OK, whoever you are,
he thought.
I make you this promise. I'm reliably on the side of human evolution. I'm a fool in many ways but not in this one. I'm ready. Can you deal with it?

Go for it, the voice insinuated. Mr Nietzsche is in favor of first-strike. Always. He has nothing but contempt for the reasonable and the dutiful man.

He kept a shoulder against the door and bit down on the key. He twisted his head to rotate the key until he felt the beginning of give, and the pressure was just starting to overwhelm the furious push of his shoulder. One-two-three, he counted off for whatever sentient presence was watching over him and speaking back. Then he hurled himself to the side and let the door fly open. The opening brought bedlam, but a little light. He used the knife in his right hand to stab and fling a toppling chair down the staircase, as other chairs followed.

‘Freeze, police!' he heard. A woman's voice.

He'd braved the unpredictable clout and slap of falling chairs and then he was out the open door and flat against the wall. In the faint hall light he saw a silhouette, almost certainly going for a gun.
I'm prepared, O Future!
He flung the knife hard and then fired once at the silhouette.

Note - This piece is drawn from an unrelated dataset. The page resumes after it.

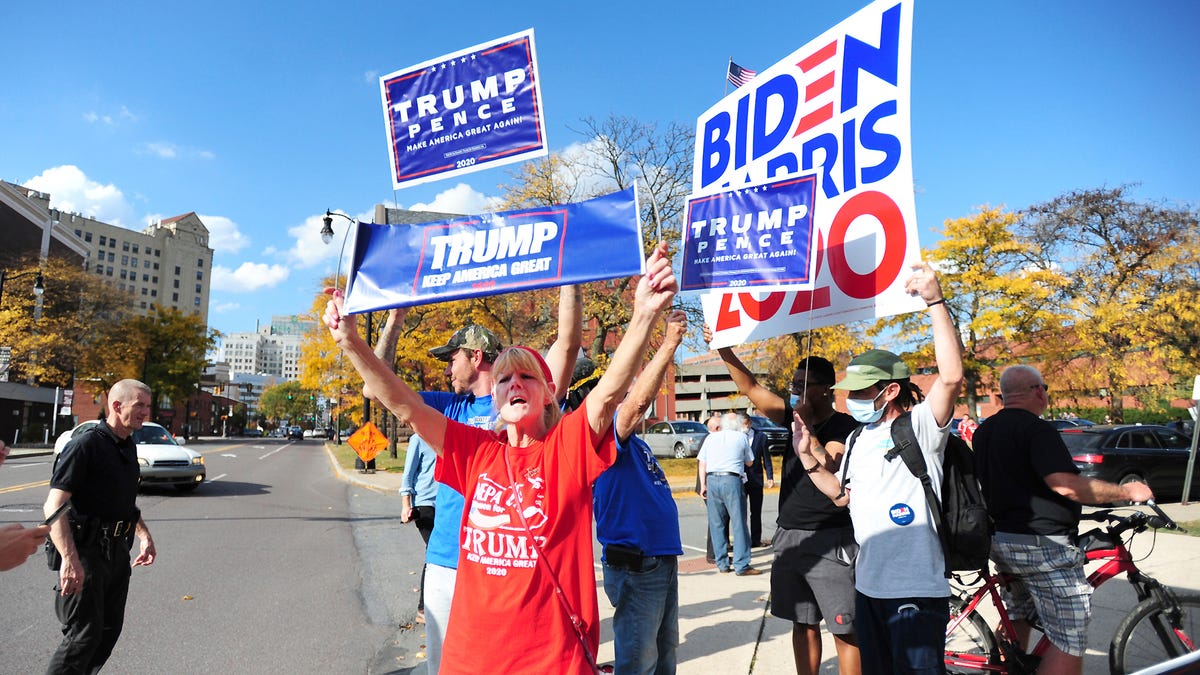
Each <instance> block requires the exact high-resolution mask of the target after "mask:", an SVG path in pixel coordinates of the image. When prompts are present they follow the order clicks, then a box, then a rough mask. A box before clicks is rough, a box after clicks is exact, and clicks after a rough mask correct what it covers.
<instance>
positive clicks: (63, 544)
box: [43, 380, 156, 673]
mask: <svg viewBox="0 0 1200 675" xmlns="http://www.w3.org/2000/svg"><path fill="white" fill-rule="evenodd" d="M107 405H108V410H107V417H106V418H104V419H103V420H101V422H100V424H97V425H96V426H95V428H92V429H89V430H88V431H85V432H83V434H80V435H79V436H77V437H76V438H72V441H71V443H70V444H67V447H66V448H65V449H64V450H62V454H61V455H60V456H59V459H58V461H56V462H55V466H54V474H53V477H52V478H50V494H49V496H48V497H47V498H46V506H44V507H43V509H44V512H46V515H47V516H49V515H50V514H53V513H54V512H55V510H56V509H58V508H59V507H60V506H61V504H64V503H66V502H67V501H68V500H70V502H71V509H70V512H68V513H67V516H66V518H60V519H58V520H56V521H55V522H54V525H52V526H50V540H52V542H53V544H54V549H55V550H53V551H50V550H48V554H50V566H52V568H53V569H58V571H59V585H58V587H56V589H55V591H58V596H56V597H55V601H54V609H55V611H56V614H58V617H59V621H60V622H62V643H61V644H60V645H59V649H58V651H55V652H54V657H53V658H52V659H50V664H49V668H48V669H47V673H95V671H98V670H100V669H101V667H102V665H103V664H104V662H106V661H108V657H109V655H110V653H112V652H113V647H114V646H115V645H116V639H118V638H119V637H120V634H121V625H122V623H124V621H125V599H126V596H127V595H128V590H130V575H131V563H130V546H131V545H132V544H133V537H134V536H137V538H138V539H140V542H142V545H140V550H139V552H138V556H137V557H136V558H134V560H133V562H132V567H136V566H139V565H151V563H152V562H154V560H155V555H156V554H155V546H154V539H152V538H151V537H150V531H149V530H148V528H146V526H145V522H144V521H143V520H142V514H140V512H139V510H138V508H137V503H136V502H137V494H138V456H137V446H136V444H134V442H133V438H132V434H133V431H136V430H138V429H142V424H143V423H144V422H145V420H146V417H149V414H150V388H149V387H146V386H145V384H143V383H142V382H138V381H137V380H122V381H120V382H118V383H116V384H114V386H113V388H112V389H110V390H109V392H108V404H107Z"/></svg>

‘Paula!' Gloria cried out. ‘I'm coming!' She was on her feet at the first cry of her voice and then the shot, and something that had been in her hand, a can of hot water, went flying aside, causing voices to yelp. Gloria rounded the staircase and then yanked herself backward on instinct as a small shadowy figure appeared below and fired twice at her with the biggest pistol she'd ever seen.

‘I am bringer of death!'

She darted around the corner low with her own pistol out but she didn't shoot, holding her fire-discipline because she lacked a definite target, as she'd been taught. The short figure was gone. She heard a deep
whoomp
and immediately a lick of near-transparent flame gestured around the corner in a tease, then yanked back.

She patted the radio-pack mike on instinct but it was still on the fritz for some reason. She pulled out her cell and hit the 911 button that she'd programmed.